- The Securities and Exchange Commission has fined 11 financial services companies $289 million for not policing their employees’ use of WhatsApp and other messaging apps in violation of recordkeeping requirements. The Commodity Futures Trading Commission also fined the organizations, bringing total fines to $549 million.
- “Here are three takeaways for those firms who haven’t yet [started policing employees’ instant messaging use],” SEC enforcement chief Gurbir Grewal said in a statement. “Self-report, cooperate and remediate. If you adopt that playbook, you’ll have a better outcome than if you wait for us to come calling.”
- The penalties bring to more than $1.5 billion the amount companies have paid since the SEC launched a risk-based initiative in 2021 to find, and curb, employees' use of unreported instant messages for work in the highly regulated securities space.
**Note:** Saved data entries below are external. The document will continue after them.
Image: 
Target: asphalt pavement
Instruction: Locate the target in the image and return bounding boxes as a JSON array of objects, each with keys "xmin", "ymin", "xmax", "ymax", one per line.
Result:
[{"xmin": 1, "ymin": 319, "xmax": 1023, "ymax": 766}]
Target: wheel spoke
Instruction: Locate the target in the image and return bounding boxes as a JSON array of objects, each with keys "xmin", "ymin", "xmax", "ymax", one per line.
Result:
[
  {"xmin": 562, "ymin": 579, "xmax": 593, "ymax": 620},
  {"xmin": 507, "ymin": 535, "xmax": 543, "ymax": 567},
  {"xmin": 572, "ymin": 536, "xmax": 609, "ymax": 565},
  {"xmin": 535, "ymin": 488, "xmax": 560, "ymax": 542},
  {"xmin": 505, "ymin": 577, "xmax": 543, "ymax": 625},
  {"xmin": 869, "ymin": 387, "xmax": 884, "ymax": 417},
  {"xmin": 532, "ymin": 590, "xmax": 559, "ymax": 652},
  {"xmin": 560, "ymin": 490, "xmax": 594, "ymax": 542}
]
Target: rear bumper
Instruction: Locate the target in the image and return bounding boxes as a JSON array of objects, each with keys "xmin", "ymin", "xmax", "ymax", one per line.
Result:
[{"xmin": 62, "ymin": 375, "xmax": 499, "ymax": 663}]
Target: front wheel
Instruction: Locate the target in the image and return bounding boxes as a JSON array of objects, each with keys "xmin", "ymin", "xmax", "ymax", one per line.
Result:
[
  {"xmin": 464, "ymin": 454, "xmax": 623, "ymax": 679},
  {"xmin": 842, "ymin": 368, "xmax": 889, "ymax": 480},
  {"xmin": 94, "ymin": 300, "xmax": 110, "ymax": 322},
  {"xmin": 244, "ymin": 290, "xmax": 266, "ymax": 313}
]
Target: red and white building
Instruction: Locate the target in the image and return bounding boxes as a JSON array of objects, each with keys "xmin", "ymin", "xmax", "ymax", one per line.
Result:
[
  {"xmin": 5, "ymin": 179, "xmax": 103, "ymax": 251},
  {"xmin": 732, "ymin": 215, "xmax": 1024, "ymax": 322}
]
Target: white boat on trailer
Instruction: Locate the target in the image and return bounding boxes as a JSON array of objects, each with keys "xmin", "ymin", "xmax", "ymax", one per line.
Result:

To date, the SEC has brought 30 enforcement actions against companies under the initiative.
The goal, Grewal said, is to “drive this foundational message home” that the agency is serious about companies enforcing their recordkeeping policies, starting with supervisors and moving down the line to employees over their use of the apps.
“The 11 firms settling today have acknowledged that their conduct violated the law regarding these crucial requirements,” said Sanjay Wadhwa, the SEC’s deputy director of enforcement.
The law requires companies to retain at least three years of communications related to securities trading and maintain supervisory programs to prevent violations.
Earlier this year, the SEC credited HSBC and Scotia Capital with reducing their fines by self-reporting and self-remediating their violations.
“The reduced penalties in these cases reflect their efforts and cooperation,” Grewal said in May. “We encourage other firms to take note and likewise self-report.”
The companies paid $15 million and $7.5 million in fines, respectively.
In this latest action, the SEC imposed the biggest fine, $125 million, on Wells Fargo for what it calls pervasive and longstanding off-channel communications in its securities trading operations.
One of the heads of an investment banking unit, for example, sent and received more than 1,000 off-channel business-related messages to Wells Fargo colleagues, investment banking clients, and personnel at other financial services firms, the SEC said in its order.
“Other Wells Fargo executives similarly sent hundreds of text messages,” the order said. “Within Wells Fargo, such executives routinely communicated using off-channel communications with other managing directors and junior personnel under their supervision.”
Other firms agreeing to settle with the SEC in this latest action include BNP Paribas, BMO, Mizuho and Societe Generale.
In addition to the penalties, each of the firms is censured, ordered to cease and desist from future violations and agrees to retain independent consultants to keep tabs on their compliance efforts.
In separate actions, the Commodity Futures Trading Commission imposed its own fines on several of the companies, including Wells Fargo, which agreed to pay $75 million to the agency in addition to its SEC fine. Other companies hit with both SEC and CFTC fines include BNP Paribas, Societe Generale and Wedbush Securities.